В течение семи лет работа «ЕГ» строилась по единой схеме. Двое дежурных корреспондентов обзванивали ночью порядка пятидесяти городов Советского Союза, где происходили или могли происходить интересовавшие нас события. Из других мест люди звонили сами, и мы им тут же перезванивали, чтобы они не тратились на оплату междугородных звонков. Событий происходило множество, страна бурлила, и всюду у нас были корреспонденты, готовые в подробностях обо всем рассказать – нередко именно они и были действующими лицами, – а единственную возможность рассказать о себе миру предоставляла «Гласность». Ночные дежурные записывали сообщения, набиралось обычно страниц семь-восемь убористого текста, а в шесть утра приезжал поочередно один из четырех редакторов (Тамара, Володя Ойвин, Виктор Лукьянов или я) и приводил тексты в порядок. Часов в семь приезжал печатник (у нас вскоре появился довольно примитивный ротатор – главным человеком, с ним управлявшимся, был Виталий Мамедов, знакомый мне еще по Чистопольской тюрьме, – печатать на нем журнал было невозможно, но для «ЕГ» он годился). В более поздние времена приезжал еще и переводчик на английский (их тоже было четверо) и переводил тексты, после чего происходила рассылка – сперва с курьерами, позже – по факсу.
Люди были молодые, очень разные и никаких особенных правил не было. Скажем, Андрей Шилков и тогда был не дурак изредка выпить, на работе это никак не сказывалось, точнее – вся организационная часть (да и не только она) лишь на нем и держалась. Но было одно жесткое правило (кроме запрета принимать подарки): ночные дежурные не могли пить, поскольку было понятно, что никакой работы в этом случае не будет.
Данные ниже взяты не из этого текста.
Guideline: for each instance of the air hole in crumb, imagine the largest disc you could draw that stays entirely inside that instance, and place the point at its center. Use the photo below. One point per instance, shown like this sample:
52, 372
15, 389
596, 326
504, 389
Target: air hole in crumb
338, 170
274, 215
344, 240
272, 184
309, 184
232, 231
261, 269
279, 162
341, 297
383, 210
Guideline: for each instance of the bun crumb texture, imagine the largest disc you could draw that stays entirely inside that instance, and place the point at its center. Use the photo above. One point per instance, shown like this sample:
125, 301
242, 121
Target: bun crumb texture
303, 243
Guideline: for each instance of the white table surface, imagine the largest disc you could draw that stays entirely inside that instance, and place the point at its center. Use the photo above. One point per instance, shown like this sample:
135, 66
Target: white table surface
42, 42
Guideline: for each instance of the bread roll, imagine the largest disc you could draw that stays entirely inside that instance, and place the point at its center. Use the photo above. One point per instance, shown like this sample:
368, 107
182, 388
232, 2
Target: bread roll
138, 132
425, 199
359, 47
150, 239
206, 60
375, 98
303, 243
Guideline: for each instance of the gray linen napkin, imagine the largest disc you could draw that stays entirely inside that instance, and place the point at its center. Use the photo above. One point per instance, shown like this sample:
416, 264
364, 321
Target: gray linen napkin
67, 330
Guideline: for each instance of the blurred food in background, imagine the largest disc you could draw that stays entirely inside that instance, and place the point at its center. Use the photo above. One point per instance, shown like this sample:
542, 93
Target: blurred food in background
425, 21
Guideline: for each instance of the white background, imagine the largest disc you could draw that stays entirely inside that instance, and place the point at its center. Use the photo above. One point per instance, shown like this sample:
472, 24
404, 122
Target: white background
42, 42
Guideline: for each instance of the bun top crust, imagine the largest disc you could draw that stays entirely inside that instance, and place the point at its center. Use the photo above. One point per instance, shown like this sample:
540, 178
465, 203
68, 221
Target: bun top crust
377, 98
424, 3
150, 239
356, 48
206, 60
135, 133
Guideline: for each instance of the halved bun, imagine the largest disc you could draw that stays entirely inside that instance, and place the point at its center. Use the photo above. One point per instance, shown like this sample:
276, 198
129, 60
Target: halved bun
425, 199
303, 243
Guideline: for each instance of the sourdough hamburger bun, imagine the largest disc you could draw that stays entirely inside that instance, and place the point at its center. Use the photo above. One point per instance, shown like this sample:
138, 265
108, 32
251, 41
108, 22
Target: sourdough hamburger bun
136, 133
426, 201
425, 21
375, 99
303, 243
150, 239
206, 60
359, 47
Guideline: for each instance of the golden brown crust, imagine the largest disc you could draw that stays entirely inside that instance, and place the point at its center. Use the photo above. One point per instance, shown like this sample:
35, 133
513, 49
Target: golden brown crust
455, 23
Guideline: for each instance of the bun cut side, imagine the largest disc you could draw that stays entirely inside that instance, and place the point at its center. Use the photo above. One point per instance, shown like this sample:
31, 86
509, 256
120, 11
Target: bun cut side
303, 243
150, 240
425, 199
И без того трудно не спать всю ночь, а уж выпив… Запрет этот был всем известен, вполне понятен и почти никогда не нарушался. Но однажды, кажется, Володя Ойвин, приехав в шесть утра в квартиру на Литовском бульваре (Ясенево) обнаружил пару пустых бутылок – дежурили Митя Волчек и Челноков, и я их предупредил. Но через неделю опять оказалось, что они оба сильно навеселе и бюллетень практически не готов. Стало ясно, что взрослый женатый Челноков попросту спаивает девятнадцатилетнего Митю.